We currently have our elixir apps deployed with kubernetes using libcluster.
I’ve identified some funny behaviours that I can confirm is related to nodes connecting to the cluster and other issues related to how we’ve setup our clusters and process groups.
I am confident it’s from how we’ve setup and configured our deploys, but I’ve been unable to find the correct tools that will make identifying the anomalies easy and investigating where we have misconfigured something.
Are there any tools that are available that I’ve missed that focus on solving these problems? Phoenix live dashboard and observer are great for this for node specific stuff, but it won’t help with checking how we’ve registered process groups or find orphaned nodes.
If there aren’t any tools available, I will try and see if I can build something useful.

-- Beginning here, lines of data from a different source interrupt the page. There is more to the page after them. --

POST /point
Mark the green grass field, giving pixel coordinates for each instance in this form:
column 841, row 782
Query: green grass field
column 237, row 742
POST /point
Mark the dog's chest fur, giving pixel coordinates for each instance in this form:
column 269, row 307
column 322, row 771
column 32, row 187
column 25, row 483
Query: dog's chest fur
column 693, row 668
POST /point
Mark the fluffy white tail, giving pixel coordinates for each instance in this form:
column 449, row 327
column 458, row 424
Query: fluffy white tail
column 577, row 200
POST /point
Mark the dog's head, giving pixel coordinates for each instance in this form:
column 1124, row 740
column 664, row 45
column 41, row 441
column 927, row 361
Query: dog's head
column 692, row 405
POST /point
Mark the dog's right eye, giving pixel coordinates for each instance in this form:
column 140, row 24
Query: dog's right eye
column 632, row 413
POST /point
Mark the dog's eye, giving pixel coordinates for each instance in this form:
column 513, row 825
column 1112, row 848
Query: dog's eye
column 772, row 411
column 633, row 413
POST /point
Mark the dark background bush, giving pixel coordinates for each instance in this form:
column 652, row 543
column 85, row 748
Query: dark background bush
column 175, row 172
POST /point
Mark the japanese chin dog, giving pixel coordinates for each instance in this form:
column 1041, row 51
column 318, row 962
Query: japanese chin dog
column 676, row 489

If there’s any reading or erlang/elixir docs that you think will be useful, please let me know.
Some examples of behaviours that I’ve seen.
When nodes aren’t successfully connected to the cluster, the application still starts all the processes and tools.
So for queue based things like Sqs or Oban, the disconnected node will still pull the job or handle the message, but if it uses Phoenix.PubSub or sends a pid message, it can go into the ether.
Another scenario we’ve had, I think we have not made good use of process groups or global namespaces, so with a tool like Quantum, even with the correct clustering strategy set, we get duplicate behaviours.
The tooling I’m looking for would be focused on providing visibility on nodes in and out of the cluster, and additionally how genservers and the like are registered at a cluster level.
Any information you can add would be useful